How to use rsyslog and MongoDB
==============================

rsyslog since version 6.1.3 is capable of using an output module called
“ommongodb” to write log messages to mongodb. To achieve this, make
sure the following packages are installed:

 mongodb-server
 mongodb-clients

After this, you need to make some adjustments to rsyslog.conf or better
use a separate config file like /etc/rsyslog.d/mongodb.conf which will
be included by the main config file.
You need to load the module of course and configure an action:

 module (load="ommongodb")
 *.* action(type="ommongodb" server="127.0.0.1")

In this case we send everything to the local MongoDB server. With the
default settings, this should work directly.
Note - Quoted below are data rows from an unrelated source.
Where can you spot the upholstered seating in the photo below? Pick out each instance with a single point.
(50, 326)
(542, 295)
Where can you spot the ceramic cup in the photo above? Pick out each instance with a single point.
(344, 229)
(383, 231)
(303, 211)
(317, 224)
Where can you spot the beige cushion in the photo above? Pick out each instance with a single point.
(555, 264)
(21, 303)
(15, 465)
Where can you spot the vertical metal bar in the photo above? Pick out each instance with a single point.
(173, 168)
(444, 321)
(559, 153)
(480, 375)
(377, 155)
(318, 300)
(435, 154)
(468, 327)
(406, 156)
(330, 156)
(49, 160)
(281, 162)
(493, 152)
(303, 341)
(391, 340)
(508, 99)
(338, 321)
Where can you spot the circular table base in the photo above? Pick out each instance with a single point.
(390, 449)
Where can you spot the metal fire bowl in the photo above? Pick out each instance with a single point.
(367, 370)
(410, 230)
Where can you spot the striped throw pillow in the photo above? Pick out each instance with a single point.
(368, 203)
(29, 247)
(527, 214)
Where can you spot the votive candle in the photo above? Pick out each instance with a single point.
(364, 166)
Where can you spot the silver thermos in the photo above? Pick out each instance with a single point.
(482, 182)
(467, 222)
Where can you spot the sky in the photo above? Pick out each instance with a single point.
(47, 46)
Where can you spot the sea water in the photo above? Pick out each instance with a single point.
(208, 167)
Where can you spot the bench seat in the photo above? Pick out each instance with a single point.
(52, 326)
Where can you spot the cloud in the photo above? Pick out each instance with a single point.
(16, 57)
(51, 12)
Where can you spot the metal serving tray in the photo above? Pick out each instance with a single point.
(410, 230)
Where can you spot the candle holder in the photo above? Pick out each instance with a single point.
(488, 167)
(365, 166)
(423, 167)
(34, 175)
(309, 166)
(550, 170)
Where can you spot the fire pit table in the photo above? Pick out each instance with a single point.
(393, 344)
No username or password is
needed if it isn’t configured in MongoDB. And the “db” and “collection”
will automatically be created. The default database that rsyslog will
use is “syslog” and the default name for the collection is “log“. These
can be changed by various parameters, like:

 *.* action(type="ommongodb" db="..." collection="..." template="...")

To review what is written to the database, simply open a command line
and enter “mongo“. This is to open the MongoDB Shell. You now need to
change the database that is used with

 use syslog

That way all further commands will be used on the database that rsyslog
uses. Next we let the shell show us the entries:

 db.log.find()

Please make sure to use the exact command. Of course there are a lot of
other commands that you may find useful. Or information on how to secure
the database. Please refer to the MongoDB documentation for that.